El auge del humanitarismo es un complejo fenómeno cultural
de las sociedades desarrolladas modernas. Alimentado por un complejo de
culpabilidad histórica y mala conciencia por su mayor bienestar en un mundo
cuyas desgracias se comparten de forma permanente e inmediata. Dicho
humanitarismo favorece un sesgo ideológico que la izquierda ha convertido en un
instrumento de implacable y brutal eficacia en la lucha política. Con el
humanitarismo como baluarte y el sentimiento como suprema motivación mantiene
una permanente competencia entre individuos y grupos por demostrar mayor
compasión con tragedias ajenas, mayor empatía con grupos desfavorecidos, mayor
sensibilidad frente al dolor ajeno. Gran ejemplo es el primer ministro
canadiense Trudeau, que llora por los gais y por los delfines, por tribus
ignotas o por los niños bolivianos. Trudeau abrió sus fronteras a quienes
«huyeran» de Trump. Angela Merkel también permitió la entrada incontrolada a
muchos que no cumplían las condiciones, violando leyes alemanas y europeas. En
la crisis desde 2015, el único que cumplió la ley fue el húngaro Viktor Orban.

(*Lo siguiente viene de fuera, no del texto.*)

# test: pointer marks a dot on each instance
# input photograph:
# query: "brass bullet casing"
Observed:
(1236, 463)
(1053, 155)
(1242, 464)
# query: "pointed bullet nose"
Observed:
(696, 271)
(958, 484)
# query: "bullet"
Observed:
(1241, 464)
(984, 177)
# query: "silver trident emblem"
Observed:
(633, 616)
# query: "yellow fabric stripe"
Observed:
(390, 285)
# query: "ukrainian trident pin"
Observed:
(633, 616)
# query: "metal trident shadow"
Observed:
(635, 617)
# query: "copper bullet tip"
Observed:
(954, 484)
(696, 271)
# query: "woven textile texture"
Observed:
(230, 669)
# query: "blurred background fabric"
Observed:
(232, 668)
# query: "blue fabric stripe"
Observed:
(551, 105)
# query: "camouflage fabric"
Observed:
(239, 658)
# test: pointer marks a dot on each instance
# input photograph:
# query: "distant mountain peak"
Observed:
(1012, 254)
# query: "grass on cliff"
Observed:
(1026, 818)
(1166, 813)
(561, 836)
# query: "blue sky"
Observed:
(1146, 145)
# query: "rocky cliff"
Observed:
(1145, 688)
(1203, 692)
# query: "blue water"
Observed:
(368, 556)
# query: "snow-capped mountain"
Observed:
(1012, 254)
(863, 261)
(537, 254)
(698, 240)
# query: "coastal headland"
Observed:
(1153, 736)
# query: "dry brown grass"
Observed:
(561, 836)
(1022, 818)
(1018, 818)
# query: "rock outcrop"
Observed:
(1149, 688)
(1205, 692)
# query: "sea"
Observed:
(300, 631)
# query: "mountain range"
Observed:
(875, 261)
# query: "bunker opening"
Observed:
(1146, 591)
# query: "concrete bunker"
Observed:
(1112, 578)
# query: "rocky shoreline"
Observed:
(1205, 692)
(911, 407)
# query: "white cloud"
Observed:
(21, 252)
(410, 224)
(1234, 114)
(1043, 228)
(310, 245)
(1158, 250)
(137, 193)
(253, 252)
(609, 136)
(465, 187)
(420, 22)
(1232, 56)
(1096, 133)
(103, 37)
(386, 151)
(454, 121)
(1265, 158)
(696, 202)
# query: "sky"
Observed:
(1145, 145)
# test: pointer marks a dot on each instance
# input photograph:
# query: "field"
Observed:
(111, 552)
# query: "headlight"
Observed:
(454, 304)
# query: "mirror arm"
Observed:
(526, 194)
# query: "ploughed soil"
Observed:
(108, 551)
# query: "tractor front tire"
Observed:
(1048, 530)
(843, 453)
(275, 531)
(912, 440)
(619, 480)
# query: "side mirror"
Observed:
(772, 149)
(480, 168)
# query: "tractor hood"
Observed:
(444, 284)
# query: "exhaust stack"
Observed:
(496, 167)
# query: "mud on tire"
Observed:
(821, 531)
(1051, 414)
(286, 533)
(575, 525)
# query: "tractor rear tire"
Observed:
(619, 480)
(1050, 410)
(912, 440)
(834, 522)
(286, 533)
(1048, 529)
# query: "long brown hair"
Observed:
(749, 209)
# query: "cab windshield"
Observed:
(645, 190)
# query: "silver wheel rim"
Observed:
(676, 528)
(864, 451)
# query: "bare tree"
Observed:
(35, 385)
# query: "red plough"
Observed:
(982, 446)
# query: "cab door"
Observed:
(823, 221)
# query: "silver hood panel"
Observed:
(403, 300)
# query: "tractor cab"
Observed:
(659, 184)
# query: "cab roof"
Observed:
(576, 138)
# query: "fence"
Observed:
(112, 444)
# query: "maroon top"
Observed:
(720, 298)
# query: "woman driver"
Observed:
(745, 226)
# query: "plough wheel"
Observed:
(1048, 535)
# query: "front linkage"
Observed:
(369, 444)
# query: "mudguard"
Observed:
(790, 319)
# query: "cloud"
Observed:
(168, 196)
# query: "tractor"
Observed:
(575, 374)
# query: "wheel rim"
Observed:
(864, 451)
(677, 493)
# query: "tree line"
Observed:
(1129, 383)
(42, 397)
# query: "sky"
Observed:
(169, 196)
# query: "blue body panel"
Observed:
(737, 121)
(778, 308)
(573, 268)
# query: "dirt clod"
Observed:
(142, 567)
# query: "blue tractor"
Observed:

Le cayó encima toda la ira política y mediática. Todos aplaudieron a Merkel.
Hoy han olvidado a los refugiados y a esos alemanes, los más pobres, a los que
aquello cambió la vida drásticamente para mal.
Si los gobernantes violan las leyes para agitar los
sentimientos y demostrar ser mejores que otros, a nadie debe extrañar que surjan
por doquier los «robinhood» del mundo globalizado, héroes humanitarios
dispuestos a despreciar toda ley para «ayudar al débil». Servidores públicos y
ONG no se limitan a socorrer a náufragos sino se vuelcan al tráfico de
inmigrantes, periodistas actúan de agitadores en campos de refugiados. En
España hoy, por desgracia esa plaga se multiplica por una tradición de
tolerancia abusiva surgida del complejo antiautoritario tras la dictadura. Hoy
ya genera la sistemática exigencia de impunidad para toda transgresión, menos
las que imponga la propia hegemonía ideológica izquierdista. La extrema
izquierda y el separatismo hace mucho ya que públicamente rechazan e ignoran,
luego violan, todas las leyes que les importunen, como dijo abiertamente la hoy
alcaldesa de Barcelona. Como rechazan toda sentencia que no les guste hasta el
punto de la coacción sistemática y el linchamiento mediático de los jueces. La
permanente subversión de las leyes, con pretensiones humanitarias o
liberadoras, de los peores lastres de la agónica socialdemocracia, es una
inmensa amenaza para el Estado de Derecho y la libertad en Europa.